In addition to the physical marks on the land created by industry and economic policy, these valleys are affected by centuries-long history of systemic racism and labor unrest in agriculture. 

The wounds left from colonization and later US frontier expansion, the practices of land exclusion and housing segregation, the racist attitudes that subjugated people of Mexican origin, and the Bracero Program, which supplied cheap non-citizen migratory labor, have not been addressed and until then healing is out of the question (Rudy 2005; Cheney 2018).  


A century of exploitation and discriminatory immigration laws have created precarious employment and environments for farmworkers and their families in which pesticide use and industrial waste from the transboundary movement of the New and Alamo Rivers are daily reminders of the environmental inequities that jeopardize residents’ air, water, and soil quality. 

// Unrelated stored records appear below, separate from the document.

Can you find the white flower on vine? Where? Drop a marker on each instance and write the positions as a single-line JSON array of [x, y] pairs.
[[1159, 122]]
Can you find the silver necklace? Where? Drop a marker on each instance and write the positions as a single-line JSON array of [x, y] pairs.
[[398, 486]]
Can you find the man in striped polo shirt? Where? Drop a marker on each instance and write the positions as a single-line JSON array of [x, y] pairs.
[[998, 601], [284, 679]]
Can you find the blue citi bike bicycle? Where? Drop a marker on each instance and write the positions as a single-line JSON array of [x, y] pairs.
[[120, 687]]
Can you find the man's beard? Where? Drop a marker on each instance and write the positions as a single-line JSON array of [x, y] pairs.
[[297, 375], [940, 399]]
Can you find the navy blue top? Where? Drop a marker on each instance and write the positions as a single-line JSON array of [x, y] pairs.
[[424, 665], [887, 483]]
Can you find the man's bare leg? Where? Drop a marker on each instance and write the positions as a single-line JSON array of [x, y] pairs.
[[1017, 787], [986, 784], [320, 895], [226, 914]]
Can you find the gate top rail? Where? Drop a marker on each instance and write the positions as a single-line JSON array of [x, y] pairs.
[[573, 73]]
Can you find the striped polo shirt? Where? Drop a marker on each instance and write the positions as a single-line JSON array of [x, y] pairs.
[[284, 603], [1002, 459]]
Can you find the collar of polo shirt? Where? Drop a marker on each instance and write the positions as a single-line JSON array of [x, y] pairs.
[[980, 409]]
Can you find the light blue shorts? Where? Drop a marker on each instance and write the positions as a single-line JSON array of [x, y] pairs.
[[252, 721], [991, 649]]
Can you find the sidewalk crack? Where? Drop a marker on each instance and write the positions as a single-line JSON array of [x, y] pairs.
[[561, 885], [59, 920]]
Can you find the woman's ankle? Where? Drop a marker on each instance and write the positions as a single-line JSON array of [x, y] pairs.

The environmental and social justice issues observed around the Salton Sea are a result of the Coachella Valley and Imperial Valley's history. 

It is within this context that environmental injustice and health disparities are being addressed by the communities who call the land home as well as by university researchers and governments who all seek a sustainable Salton Sea. 

What follows this introduction is a multimedia, interactive, and multidisciplinary story about the complex problems of the Salton Sea and the people who are working to understand its health effects. This StoryMap is a living series documenting the narratives, experiences, and projects of those building a body of knowledge for environmental justice in the Coachella Valley and Imperial Valley of southeastern California. In this StoryMap series, we will create a visual representation of the networks of research which address the environmental problems of the Salton Sea and the surrounding communities. We attempt to take a holistic view of environmental justice in the Salton Basin by speaking with community members and researchers about economic, environmental, and social justice. 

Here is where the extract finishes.